UPDATE: Collider confirms with sources that the deal is in “the final stages” and THR makes it official. Read our original story below.
We came across this rather exciting tweet from Disturbia and I Am Number Four director D.J. Caruso:
My deal just closed on Preacher. Going back to the dark side and pretty fucking pumped!
While we await some kind of confirmation, this means we might actually see some movement on the John August-scripted adaptation of the influential graphic novel series by writer Garth Ennis and artist Steve Dillon.
This adaptation has been one of the most hotly anticipated – and annoyingly slow to get moving – projects in recent memory. Numerous directors have come and gone, including The A-Team‘s Joe Carnahan and Sam Mendes, who left the project to focus on Bond 23.
Alice in Wonderland and Go scripter John August first confirmed his involvement just over two years ago, and now we’re getting some serious rumbles of life, including a report from /Film last week. I think Caruso is a solid choice: he’s tenacious, talented, and takes risks most mainstream directors wouldn’t consider. Plus, if by going “back to the dark side,” he means visiting the darker terrains of his excellent breakout film The Salton Sea, then all the better.
For those who don’t know (and how dare you not), Preacher follows the adventures of Rev. Jesse Custer, a Texas preacher who teams up with Irish vampire Cassidy (modeled on The Pogues frontman Shane MacGowan) and his ex-old-lady Tulip to basically hunt down God and demand answers.
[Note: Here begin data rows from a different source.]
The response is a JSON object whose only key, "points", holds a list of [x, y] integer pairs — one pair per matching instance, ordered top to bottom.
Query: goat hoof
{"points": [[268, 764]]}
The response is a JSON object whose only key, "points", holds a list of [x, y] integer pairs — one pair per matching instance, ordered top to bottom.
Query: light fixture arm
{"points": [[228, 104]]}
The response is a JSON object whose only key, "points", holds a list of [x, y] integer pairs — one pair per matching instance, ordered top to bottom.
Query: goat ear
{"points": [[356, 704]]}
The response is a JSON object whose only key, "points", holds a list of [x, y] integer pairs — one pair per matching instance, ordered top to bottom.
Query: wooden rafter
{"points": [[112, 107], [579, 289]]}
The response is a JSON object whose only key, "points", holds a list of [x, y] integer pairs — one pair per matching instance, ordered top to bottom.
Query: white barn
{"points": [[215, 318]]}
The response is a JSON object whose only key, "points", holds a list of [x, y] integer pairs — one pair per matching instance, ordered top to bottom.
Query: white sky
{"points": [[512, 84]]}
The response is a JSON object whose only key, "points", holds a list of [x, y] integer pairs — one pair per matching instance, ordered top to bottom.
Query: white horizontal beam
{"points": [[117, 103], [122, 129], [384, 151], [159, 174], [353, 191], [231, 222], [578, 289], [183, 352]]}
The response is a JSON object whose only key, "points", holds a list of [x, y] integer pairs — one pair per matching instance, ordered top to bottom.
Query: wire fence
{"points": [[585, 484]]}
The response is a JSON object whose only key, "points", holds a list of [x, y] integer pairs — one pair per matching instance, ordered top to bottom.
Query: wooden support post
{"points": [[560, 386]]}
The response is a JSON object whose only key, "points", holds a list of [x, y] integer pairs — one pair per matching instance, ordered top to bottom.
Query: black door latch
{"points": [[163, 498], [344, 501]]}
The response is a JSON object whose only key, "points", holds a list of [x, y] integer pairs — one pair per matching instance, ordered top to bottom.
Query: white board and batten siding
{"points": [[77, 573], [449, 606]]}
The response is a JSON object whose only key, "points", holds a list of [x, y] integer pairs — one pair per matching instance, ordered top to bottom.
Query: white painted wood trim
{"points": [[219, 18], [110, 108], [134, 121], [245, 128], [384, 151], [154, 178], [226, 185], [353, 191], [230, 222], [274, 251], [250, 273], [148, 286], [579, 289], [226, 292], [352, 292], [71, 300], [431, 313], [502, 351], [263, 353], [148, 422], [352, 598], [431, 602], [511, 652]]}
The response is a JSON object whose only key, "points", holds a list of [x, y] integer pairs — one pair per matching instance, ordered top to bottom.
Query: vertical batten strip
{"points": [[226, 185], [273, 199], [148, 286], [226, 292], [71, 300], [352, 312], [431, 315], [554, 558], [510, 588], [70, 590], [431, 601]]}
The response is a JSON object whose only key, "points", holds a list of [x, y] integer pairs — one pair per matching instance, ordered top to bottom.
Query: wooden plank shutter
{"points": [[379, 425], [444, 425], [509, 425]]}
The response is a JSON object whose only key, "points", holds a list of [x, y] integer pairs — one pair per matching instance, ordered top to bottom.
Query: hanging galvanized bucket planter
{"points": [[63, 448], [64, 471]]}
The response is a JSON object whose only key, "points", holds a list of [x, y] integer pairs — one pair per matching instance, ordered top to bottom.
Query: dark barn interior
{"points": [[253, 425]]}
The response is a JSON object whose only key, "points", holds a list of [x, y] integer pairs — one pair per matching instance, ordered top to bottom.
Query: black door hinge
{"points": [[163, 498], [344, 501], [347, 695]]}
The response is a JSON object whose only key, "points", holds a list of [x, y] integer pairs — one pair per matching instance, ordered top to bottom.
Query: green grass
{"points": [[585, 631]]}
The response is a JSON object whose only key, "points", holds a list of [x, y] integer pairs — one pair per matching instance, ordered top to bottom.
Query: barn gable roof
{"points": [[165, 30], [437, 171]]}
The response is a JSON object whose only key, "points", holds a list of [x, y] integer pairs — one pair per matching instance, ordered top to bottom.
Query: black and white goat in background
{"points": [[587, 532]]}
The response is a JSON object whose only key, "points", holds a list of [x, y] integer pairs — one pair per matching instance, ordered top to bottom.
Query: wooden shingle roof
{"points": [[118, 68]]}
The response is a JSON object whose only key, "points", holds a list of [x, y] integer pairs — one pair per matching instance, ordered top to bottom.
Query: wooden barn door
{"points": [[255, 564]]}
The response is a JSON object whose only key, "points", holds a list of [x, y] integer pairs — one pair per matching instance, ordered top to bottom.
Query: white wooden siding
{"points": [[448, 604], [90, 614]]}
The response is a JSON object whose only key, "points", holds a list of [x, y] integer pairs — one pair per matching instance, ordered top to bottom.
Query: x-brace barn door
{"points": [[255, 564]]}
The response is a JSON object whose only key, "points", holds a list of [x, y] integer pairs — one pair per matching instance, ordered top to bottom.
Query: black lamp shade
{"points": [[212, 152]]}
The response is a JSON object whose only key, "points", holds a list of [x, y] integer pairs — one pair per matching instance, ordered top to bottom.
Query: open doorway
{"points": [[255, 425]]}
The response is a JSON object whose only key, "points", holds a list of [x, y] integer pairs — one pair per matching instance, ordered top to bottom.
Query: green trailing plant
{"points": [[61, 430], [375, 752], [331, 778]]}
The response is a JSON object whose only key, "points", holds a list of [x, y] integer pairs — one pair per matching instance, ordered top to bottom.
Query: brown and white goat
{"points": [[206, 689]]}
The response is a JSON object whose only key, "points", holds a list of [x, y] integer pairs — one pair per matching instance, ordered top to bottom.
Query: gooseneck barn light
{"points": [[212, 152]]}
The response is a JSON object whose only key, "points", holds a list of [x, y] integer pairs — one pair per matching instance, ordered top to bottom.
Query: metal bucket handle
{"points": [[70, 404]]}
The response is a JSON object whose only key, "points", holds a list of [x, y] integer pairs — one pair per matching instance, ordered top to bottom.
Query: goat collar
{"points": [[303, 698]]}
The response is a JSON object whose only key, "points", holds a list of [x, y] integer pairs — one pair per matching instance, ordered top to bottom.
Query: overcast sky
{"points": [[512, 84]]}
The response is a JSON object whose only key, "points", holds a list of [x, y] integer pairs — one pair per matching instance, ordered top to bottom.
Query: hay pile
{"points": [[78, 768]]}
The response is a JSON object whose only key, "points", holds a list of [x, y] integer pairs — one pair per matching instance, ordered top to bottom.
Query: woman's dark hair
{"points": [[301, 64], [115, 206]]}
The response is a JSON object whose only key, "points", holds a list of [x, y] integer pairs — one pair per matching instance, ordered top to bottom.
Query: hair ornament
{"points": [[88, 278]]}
The Big Man has left Heaven in the wake of an unholy sexual union: an angel and a demon conceive a new entity, which escape it’s confines and embeds itself in Custer, who can command people with the Word of God.
I’m actually not surprised this project has taken this long to come together. Preacher is a huge story, with the synopsis above only scratching the surface of what happens along the way. Whittling this down to a satisfying two-hour experience could not have been easy, but I’ll my pair of ivory-carved dice (that I won off the Devil in a backwoods game of craps) that August’s script leaves plenty of room for sequels.
Are you a fan of Preacher? What do you think of D.J. Caruso as a director?